Blind to barriers
J.R. Westmoreland can navigate an iPad and do computer programming with his eyes closed. Add to that list spelunking, rock climbing, skiing and DJ-ing an internet radio show, just for starters.
Diagnosed with retinal cancer as a toddler, Westmoreland is now completely blind. When his parents asked the doctor what they should do, the doctor replied, “I can’t tell you what to have him do — let him try it, and he’ll figure it out.”
And figure it out he has.
Westmoreland is married and has two 16-year-old daughters. He started at Weber State University almost 30 years ago but left as a junior. He is now returning to finish his degree in Computer Sciences.
Westmoreland has noticed a big difference over the years in the Services for Students with Disabilities.
“They basically did reader service for you. They had somebody that could take notes for you in class, if need be, and a few things like that,” Westmoreland said.
With the new technology available to students with disabilities, some of these services aren’t even needed.
The SSD mission statement says, “Individualized service programs are designed specifically to fit each student’s needs and abilities.”
“We meet with each student. We look at their documentation — what they need — and we make the adjustment,” said Angela McLean, a disability services specialist at WSU.
These adjustments are strictly to make the education itself accessible, and McLean said it’s not all physical (such as wheelchair ramps). Accessibility may mean adjusting what’s online so every WSU student has equal opportunity to learn.
“We try our best to meet the needs of individual students,” McLean said.
Accessibility can also mean getting textbooks in different formats.
“Most of the conversions we do are digital,” McLean said.
Once something is digital, there are several tools available for visually impaired students. Westmoreland accesses his Apple products via VoiceOver, a tool with “refreshable Braille” that changes according to what he is reading on the computer screen.
Other tools Westmoreland mentioned were JAWS (Job Access With Speech for Microsoft) and Opticon. When he works on math assignments, he uses Opticon which creates textures so he can literally feel the problems with his fingertips.

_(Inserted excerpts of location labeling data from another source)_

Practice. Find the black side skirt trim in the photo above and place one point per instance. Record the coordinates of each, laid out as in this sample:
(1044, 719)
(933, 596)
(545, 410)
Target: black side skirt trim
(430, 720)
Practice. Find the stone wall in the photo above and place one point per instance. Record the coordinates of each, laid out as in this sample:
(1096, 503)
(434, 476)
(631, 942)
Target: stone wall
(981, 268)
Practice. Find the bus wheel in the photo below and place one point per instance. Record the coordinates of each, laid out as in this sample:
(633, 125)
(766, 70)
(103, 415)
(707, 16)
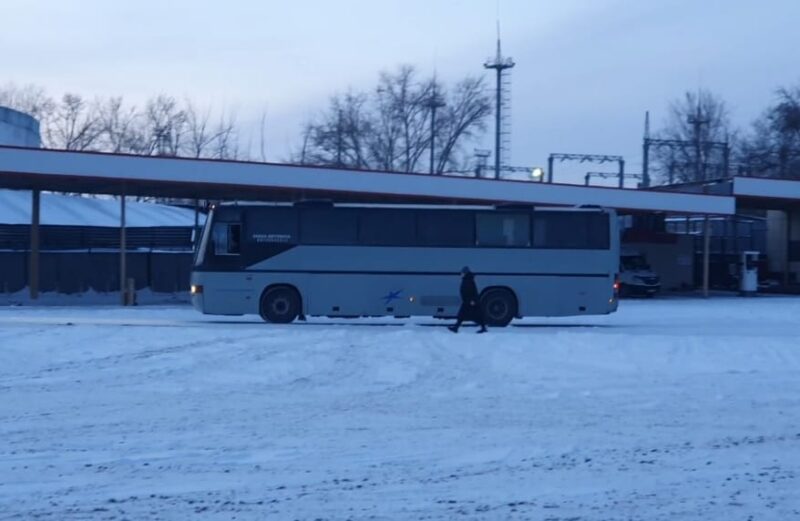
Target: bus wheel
(499, 307)
(280, 305)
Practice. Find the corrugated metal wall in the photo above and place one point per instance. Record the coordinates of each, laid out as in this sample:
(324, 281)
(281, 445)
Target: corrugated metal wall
(76, 272)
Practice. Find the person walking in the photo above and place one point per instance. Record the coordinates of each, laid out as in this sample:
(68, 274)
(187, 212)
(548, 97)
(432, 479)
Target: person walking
(470, 309)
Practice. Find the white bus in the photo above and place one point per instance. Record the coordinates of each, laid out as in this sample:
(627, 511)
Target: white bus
(285, 261)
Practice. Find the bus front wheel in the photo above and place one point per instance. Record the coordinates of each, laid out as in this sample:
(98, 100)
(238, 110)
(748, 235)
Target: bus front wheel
(280, 305)
(499, 306)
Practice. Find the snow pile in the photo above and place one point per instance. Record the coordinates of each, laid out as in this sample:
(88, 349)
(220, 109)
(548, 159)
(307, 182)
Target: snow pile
(68, 210)
(672, 409)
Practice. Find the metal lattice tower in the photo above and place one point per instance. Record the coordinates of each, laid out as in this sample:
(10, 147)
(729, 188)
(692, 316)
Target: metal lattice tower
(502, 143)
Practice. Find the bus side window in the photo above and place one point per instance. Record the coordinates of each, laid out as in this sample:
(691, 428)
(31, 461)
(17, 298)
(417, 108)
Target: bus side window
(227, 238)
(503, 229)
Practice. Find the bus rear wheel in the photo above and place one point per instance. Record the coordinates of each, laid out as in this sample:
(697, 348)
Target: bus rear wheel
(280, 305)
(499, 307)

He compares using the Opticon to guessing what someone could be saying when drawing on his back.
But Westmoreland says the best tool he has for reading is his wife, Melodee.
“There was one great reader ever born, and I married her,” he said. “She can read out loud faster than I can fly my hands over a Braille page, and I read pretty dang fast in Braille. That’s really wonderful.”
Salsa, Westmoreland’s guide dog, has adapted well to university life. But just like any university student, even she gets bored during lectures. Sometimes professors think Westmoreland is sleeping in their classes because Salsa will snore so loudly.
Even though Salsa still acts like a puppy at times, she is still very helpful.
“I did a couple of terms up here just with my cane. And while it worked, it was still frustrating in some regards because she [Salsa] can see things far away, and your cane basically only gives you a sense of things within about a few feet of you,” Westmoreland said.
Instead of dropping a class that was highly visual in its content, Westmoreland found ways to do the class work.
“I’m in it. I’m gonna stay in it. I’m gonna figure out a way to make it work because if I can figure out a way to make it work, we can show it to somebody else, and they can do it, too.”
He did figure out a way to make it work and passed the class. This attitude can be seen throughout his career.
Though he is not the first visually impaired student to graduate in Computer Sciences, he will be the first that is totally blind. He is also very close to being the very first blind person in the entire world to get the Pro Tools User Certification.
Westmoreland is two terms away from graduating with an Associate of Applied Sciences in Computer Sciences.